Sergio Padovani, non un semplice maestro delle arti visive, ma bensì un poeta eccellente, mente di titoli dolci e crudi, dotati d’un macabro e disilluso romanticismo, titoli che formano un connubio perfetto tra immagine e parole, un amplesso di lettere e colori, una forte carezza per ogni animo sensibile. Una melodia che s’insinua sinuosa fra i sensi già ammaliati, resi partecipi dal tenue gioco dell’arte.
Ed è in opere come “Equilibrium delirium” che l’artista manifesta l’equilibrio precario d’una vita in bilico fra mente e cuore, efferata razionalità ed impulso incontrollabile, forte, passionale. Un uomo solo, all’apice di questo scontro titanico, fra palazzi scostanti, luci sconnesse di una città morente.

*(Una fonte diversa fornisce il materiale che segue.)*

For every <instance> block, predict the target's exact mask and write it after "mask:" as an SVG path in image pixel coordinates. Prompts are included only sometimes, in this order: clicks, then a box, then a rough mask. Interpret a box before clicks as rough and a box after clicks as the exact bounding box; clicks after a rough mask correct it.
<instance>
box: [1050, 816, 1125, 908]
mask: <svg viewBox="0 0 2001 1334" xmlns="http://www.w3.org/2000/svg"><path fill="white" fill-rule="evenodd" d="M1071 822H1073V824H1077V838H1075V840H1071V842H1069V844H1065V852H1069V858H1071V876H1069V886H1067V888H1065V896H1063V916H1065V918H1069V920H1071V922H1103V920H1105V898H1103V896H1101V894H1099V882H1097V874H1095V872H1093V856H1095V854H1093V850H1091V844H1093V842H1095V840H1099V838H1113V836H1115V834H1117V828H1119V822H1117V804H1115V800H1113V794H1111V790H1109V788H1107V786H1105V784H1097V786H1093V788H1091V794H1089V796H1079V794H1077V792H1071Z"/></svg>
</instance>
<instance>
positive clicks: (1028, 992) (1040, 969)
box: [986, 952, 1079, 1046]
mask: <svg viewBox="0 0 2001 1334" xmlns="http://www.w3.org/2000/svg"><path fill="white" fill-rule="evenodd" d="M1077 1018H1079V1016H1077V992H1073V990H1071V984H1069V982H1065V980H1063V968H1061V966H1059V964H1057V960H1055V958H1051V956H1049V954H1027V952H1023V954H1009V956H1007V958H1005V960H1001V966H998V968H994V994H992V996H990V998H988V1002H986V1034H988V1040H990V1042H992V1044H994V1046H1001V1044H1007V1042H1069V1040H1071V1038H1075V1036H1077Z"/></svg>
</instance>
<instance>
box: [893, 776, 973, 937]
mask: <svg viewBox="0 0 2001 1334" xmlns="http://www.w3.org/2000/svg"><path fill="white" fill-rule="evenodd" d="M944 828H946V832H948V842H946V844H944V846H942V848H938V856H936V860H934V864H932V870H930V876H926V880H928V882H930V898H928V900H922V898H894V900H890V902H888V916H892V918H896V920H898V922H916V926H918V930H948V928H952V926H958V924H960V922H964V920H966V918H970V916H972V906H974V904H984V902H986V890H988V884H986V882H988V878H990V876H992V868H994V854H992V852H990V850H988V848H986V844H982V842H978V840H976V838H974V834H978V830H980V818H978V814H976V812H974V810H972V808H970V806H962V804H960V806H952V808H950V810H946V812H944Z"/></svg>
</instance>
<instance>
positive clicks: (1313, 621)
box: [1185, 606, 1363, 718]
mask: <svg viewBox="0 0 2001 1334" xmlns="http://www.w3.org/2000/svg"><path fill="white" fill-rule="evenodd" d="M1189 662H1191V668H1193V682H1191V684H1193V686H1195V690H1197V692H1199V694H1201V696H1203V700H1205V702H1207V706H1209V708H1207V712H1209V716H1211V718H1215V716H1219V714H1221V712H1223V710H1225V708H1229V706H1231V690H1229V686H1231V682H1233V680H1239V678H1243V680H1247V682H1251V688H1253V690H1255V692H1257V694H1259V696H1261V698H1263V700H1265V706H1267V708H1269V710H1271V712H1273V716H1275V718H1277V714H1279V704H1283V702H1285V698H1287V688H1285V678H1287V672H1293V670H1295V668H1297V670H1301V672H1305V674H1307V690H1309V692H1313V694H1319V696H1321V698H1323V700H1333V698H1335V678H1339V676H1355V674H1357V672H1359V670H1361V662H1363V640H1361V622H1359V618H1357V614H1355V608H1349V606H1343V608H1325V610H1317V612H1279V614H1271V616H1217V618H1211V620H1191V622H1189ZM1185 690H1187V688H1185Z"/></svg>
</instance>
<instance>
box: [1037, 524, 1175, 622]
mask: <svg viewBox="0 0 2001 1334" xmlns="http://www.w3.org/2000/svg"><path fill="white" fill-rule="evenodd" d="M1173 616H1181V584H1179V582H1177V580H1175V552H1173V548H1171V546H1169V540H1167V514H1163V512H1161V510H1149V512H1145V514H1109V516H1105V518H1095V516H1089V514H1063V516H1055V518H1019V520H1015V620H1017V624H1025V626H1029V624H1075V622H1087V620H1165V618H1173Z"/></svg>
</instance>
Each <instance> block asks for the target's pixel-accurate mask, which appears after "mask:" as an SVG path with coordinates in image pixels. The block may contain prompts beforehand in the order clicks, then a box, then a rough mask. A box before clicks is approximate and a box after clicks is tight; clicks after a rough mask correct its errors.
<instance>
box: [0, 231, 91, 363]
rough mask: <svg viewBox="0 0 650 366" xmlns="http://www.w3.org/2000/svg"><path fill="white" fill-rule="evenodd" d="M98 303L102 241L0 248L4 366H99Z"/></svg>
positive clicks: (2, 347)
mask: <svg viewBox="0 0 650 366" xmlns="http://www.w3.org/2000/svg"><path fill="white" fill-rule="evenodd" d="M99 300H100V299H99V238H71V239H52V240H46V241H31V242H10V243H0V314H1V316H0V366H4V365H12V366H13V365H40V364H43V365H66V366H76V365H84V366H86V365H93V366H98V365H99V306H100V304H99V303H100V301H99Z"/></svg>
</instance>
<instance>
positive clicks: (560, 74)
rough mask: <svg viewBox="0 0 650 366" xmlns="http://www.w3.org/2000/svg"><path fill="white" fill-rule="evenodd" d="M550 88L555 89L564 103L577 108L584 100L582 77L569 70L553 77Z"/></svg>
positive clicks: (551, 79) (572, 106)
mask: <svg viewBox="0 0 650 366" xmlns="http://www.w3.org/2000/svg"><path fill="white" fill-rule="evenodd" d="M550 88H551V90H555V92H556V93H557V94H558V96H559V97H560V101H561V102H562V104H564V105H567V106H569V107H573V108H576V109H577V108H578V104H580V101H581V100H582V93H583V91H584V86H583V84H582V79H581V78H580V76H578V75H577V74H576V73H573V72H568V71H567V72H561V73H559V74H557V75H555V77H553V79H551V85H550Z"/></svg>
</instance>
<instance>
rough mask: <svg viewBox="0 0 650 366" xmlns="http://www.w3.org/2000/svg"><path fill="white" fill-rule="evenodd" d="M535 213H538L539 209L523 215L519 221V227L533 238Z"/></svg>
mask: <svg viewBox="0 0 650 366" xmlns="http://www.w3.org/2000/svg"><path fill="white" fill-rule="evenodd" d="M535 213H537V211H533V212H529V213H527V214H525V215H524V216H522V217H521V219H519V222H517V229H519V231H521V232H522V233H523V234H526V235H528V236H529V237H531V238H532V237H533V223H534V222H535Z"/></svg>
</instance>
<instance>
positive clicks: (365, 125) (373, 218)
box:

Qui elementi decadenti si mescono ad uno stile più moderno, privo di artifici teorici, formando un quadro suggestivo e dinamico, lasciando quasi credere che i palazzi siano in procinto di crollare, come le certezze dell’uomo al centro dell’opera. Un bianco e nero magistrale, curato nei dettagli, nonostante la sua parvenza ai limiti dello sciatto.
Uno dei più chiari amplessi fra immagini e parole è invece proposto da “Due di un milione di corpi”; poesia per l’udito, una dolce malinconia, un vento debole ma penetrante, una realtà cruda difficile da accettare: lo stato d’assoluta solitudine in cui riversa ogni essere umano, ridotto ad essere uno fra i tanti, carne mista fra tanti altri corpi in movimento, magari più belli, più interessanti. Due figure dominano la scena d’un palcoscenico scuro ed irreale, rendendole fluttuanti; figure non ben definite in ogni loro parte, che lasciano trapelare la sofferenza dell’essere un nulla paragonate all’infinità dell’universo. Opera, diversamente dall’altra, permeata da una staticità che s’innesta prepotentemente, simbolo dell’impotenza dell’essere umano e dell’attesa passiva a cui viene sottoposto il singolo.
Ecco cos’è Padovani, un artista completo e complesso, che non si lascia sporcare ed inebriare dal vacuo torpore della superficialità d’una vita borghese e vuota di stimoli ed immaginazione.